The move by ArcBest, which generates around two-thirds of its revenue from asset-based services that include LTL, comes as all LTL carriers grapple with the growth in volumes of bulkier shipments that occupy a disproportionate amount of trailer space. "The logistics industry continues to change rapidly. We believe this initiative is the natural step for us to take now to ensure that the value we provide is appropriately reflected in the compensation we receive for our shipping and logistics services," said ArcBest Chairman, President and CEO Judy R. McReynolds in a statement.
Established in 1936, classifications were the required formula for rating LTL shipments until motor carrier deregulation in 1980. The system has remained the common model for setting prices. However, critics contend that rates generated from the class system are inherently unfair because they do not reflect the actual dimensions of the shipment. For example, two shipments of skateboards may have different densities and occupy different amounts of space per trailer. Yet they are given the same rate under the classification system because it shows they are the same product. Pricing the skateboards based on their dimensions and their fit in a trailer ends this confusion, supporters of density-based pricing have said.
The proliferation of sophisticated IT equipment that captures a shipment's true dimensions will allow carriers to fairly price their services based on proper trailer utilization, carrier executives have said. It would also curtail, if not eliminate, battles with shippers over mis-classifications, which require the carrier to return to the shipper for more money because the shipment was improperly classified and priced, carriers say.

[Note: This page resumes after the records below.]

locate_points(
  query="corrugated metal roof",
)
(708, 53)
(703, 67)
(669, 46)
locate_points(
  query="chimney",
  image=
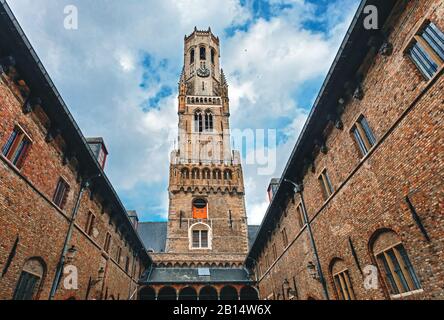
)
(98, 147)
(132, 214)
(272, 188)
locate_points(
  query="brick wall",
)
(27, 213)
(405, 113)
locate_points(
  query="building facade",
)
(358, 213)
(206, 238)
(64, 234)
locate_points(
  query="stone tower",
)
(207, 222)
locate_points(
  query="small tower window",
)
(198, 122)
(208, 121)
(203, 53)
(213, 53)
(192, 56)
(200, 209)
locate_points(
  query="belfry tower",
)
(207, 222)
(200, 252)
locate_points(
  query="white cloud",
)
(98, 70)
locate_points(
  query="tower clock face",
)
(203, 72)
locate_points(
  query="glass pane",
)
(398, 270)
(420, 64)
(360, 142)
(429, 62)
(388, 273)
(409, 266)
(430, 37)
(368, 131)
(204, 239)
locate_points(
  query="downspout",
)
(300, 189)
(62, 259)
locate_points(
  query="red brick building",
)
(64, 233)
(358, 213)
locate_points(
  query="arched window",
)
(203, 53)
(198, 122)
(30, 280)
(341, 280)
(185, 173)
(208, 121)
(394, 263)
(200, 209)
(206, 173)
(213, 53)
(217, 174)
(195, 174)
(200, 236)
(227, 175)
(192, 56)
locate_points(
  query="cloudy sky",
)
(118, 74)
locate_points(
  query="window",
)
(301, 218)
(363, 135)
(427, 50)
(107, 243)
(89, 227)
(200, 209)
(326, 185)
(192, 56)
(274, 252)
(203, 53)
(61, 193)
(30, 280)
(17, 147)
(208, 121)
(198, 122)
(200, 239)
(213, 54)
(284, 237)
(399, 272)
(118, 254)
(343, 285)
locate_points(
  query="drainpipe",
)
(84, 185)
(299, 189)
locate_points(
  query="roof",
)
(13, 42)
(355, 47)
(153, 235)
(191, 275)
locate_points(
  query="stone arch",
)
(208, 293)
(167, 293)
(187, 293)
(30, 283)
(147, 293)
(228, 293)
(248, 293)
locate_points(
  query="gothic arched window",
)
(208, 121)
(213, 53)
(30, 280)
(227, 175)
(198, 122)
(192, 56)
(200, 236)
(203, 53)
(200, 209)
(394, 263)
(195, 174)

Carrier executives and analysts have estimated that shipments can be underpriced by as much as 7 to 9 percent by not uniformly relying on density-based pricing. Beyond the savings for carriers, which would vary depending on the transaction, is the simplicity of displaying a shipment's precise dimensions on a computer screen, rather than using tape measures and rulers to gauge the dimensions, carrier executives say.
In a statement, FedEx Freight, the LTL unit of Memphis-based FedEx Corp. and the largest LTL carrier, said in a statement that "density-based pricing offers a more simplified alternative to the outdated classification-based system." The FedEx unit, which began using this approach in earnest about five or six years ago, said that "it will benefit the industry as a whole to move to a more simplified pricing structure that more accurately prices based upon shipment size, versus the classification system."
ArcBest said it would install measuring equipment known as "dimensioners" in most of its distribution centers by Aug. 1. The company said it has dimensional data on more than 90 percent of the freight shipped in its asset-based network. Customers can submit the shipment's dimensions, or ArcBest will use its equipment to measure the shipment and calculate the charges for them, the company said.
Many shippers still resist changing to density-based pricing, perhaps because they sense they get the long end of the rate stick with imprecise classifications from their carriers. There has been more traction from third-party logistics (3PL) providers because they tender large volumes and don't want to be bothered dealing with the classification process.